About two or three weeks before his next trip, he got really angry again. He started talking about his plans again to make me go away and as he was talking about this I looked down at my phone, no battery. So I tried to make him happy but no matter how much I tried to calm him down and trying to comply with him he would just get angrier and angrier. But all of sudden he stopped. And somehow his silence had made me more worried. It felt more calculating. I had this feeling, an intuition that I wouldn't have enough time to wait for that trip, my best bet was to get out whenever I had the chance. I would get out the next morning when he went to the gym. 

I slept on the couch that night. Pretend sleeping. I was right awake. Just in case that bedroom door would open.

He left in the morning for the gym, I packed a bag quick, got in my car and called my friend to tell her I was on my way. I had escaped. But later that day he called me, threaten me to come back home.

Whenever I was away from home, he would always make up a story that I was with another man, a whore. It went so far I couldn't even spend enough time in the grocery store.

Same thing this day, he started accusing me, threatening me to come back home. That I should be happy his son is there when I get home or else...

My friend begging me not to go back to him. I got in my car and drove back to him.

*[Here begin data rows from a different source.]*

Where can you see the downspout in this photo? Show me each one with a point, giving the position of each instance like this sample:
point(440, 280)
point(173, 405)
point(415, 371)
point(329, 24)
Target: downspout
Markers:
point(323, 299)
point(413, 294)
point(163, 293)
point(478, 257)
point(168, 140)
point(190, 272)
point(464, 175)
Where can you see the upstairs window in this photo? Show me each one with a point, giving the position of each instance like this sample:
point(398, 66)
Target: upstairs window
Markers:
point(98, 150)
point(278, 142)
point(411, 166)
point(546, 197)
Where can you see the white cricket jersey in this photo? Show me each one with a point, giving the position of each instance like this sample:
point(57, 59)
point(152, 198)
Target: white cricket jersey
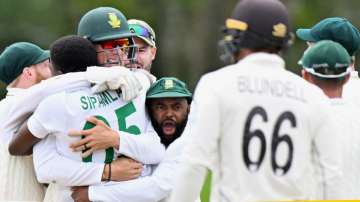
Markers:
point(59, 113)
point(147, 189)
point(351, 90)
point(259, 128)
point(347, 116)
point(17, 176)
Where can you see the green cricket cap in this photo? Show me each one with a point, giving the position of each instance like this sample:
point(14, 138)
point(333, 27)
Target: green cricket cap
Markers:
point(18, 56)
point(168, 87)
point(327, 59)
point(335, 29)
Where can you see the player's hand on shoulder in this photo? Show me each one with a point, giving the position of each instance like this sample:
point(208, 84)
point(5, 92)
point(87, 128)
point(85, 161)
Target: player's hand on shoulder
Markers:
point(100, 137)
point(80, 194)
point(114, 78)
point(124, 169)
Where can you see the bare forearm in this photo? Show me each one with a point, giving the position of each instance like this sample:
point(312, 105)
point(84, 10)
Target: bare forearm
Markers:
point(23, 142)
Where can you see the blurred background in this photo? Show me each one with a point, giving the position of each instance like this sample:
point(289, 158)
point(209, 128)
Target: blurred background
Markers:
point(187, 31)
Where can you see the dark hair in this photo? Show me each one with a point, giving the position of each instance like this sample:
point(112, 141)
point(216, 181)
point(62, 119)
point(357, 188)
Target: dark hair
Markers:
point(72, 54)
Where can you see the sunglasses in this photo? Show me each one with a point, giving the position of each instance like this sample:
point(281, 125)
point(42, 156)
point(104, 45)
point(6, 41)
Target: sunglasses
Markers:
point(141, 31)
point(114, 43)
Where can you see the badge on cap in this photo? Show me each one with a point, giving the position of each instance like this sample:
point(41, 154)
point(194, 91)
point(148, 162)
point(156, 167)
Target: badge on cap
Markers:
point(114, 21)
point(169, 84)
point(279, 30)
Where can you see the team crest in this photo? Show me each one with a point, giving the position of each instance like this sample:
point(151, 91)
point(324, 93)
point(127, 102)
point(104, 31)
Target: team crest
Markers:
point(169, 84)
point(279, 30)
point(114, 21)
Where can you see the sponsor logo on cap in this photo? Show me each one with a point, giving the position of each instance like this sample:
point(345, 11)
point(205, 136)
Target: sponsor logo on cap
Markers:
point(236, 24)
point(169, 84)
point(279, 30)
point(114, 21)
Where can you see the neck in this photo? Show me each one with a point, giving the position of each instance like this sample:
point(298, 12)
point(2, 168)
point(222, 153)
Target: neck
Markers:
point(333, 92)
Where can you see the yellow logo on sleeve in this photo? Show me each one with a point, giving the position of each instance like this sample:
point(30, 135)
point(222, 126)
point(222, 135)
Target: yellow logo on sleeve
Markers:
point(114, 21)
point(169, 84)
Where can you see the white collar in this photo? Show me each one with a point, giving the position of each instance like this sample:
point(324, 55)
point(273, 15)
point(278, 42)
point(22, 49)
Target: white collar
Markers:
point(14, 91)
point(354, 74)
point(266, 60)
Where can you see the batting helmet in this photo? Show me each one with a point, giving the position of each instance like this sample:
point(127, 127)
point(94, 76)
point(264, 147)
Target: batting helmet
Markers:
point(257, 24)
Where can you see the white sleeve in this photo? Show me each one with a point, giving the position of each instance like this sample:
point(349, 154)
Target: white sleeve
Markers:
point(51, 167)
point(145, 78)
point(42, 123)
point(145, 147)
point(328, 152)
point(199, 156)
point(27, 103)
point(205, 116)
point(147, 189)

When I got there he was angry. He wouldn't let me inside. He blocked the door so I wouldn't be able to open it. In the State of California, what he was doing was illegal, so I called the police. When the police first go their they thought it was just for a dispute. As they started to talking to me and asking me questions, they realized there was much more to it. After just a few minutes, one of the officers turns to me with a big concern in his eyes, we are still outside the apartment and haven't approached my husband or our home. He starts telling me about cases he have worked, how many times it turns into murder, how domestic violence are one of the most dangerous calls they get. I tell him about my plan to leave when he's gone on the next trip. The officer continues telling me he doesn't think I have enough time to carry out that plan and he doesn't feel safe leaving me with my husband. He tells me I have an option, to go upstairs with them and pack as much as I can for now while they keep him away from me, and then they will escort me to my car and out of the neighborhood and I promise not to come back until I call them again to come and be with me when I get the rest of my things. 

That's it. That's what I needed. The police officers before, my friends, I wasn't ready but this time I was. I knew he was right. I knew it was now or never.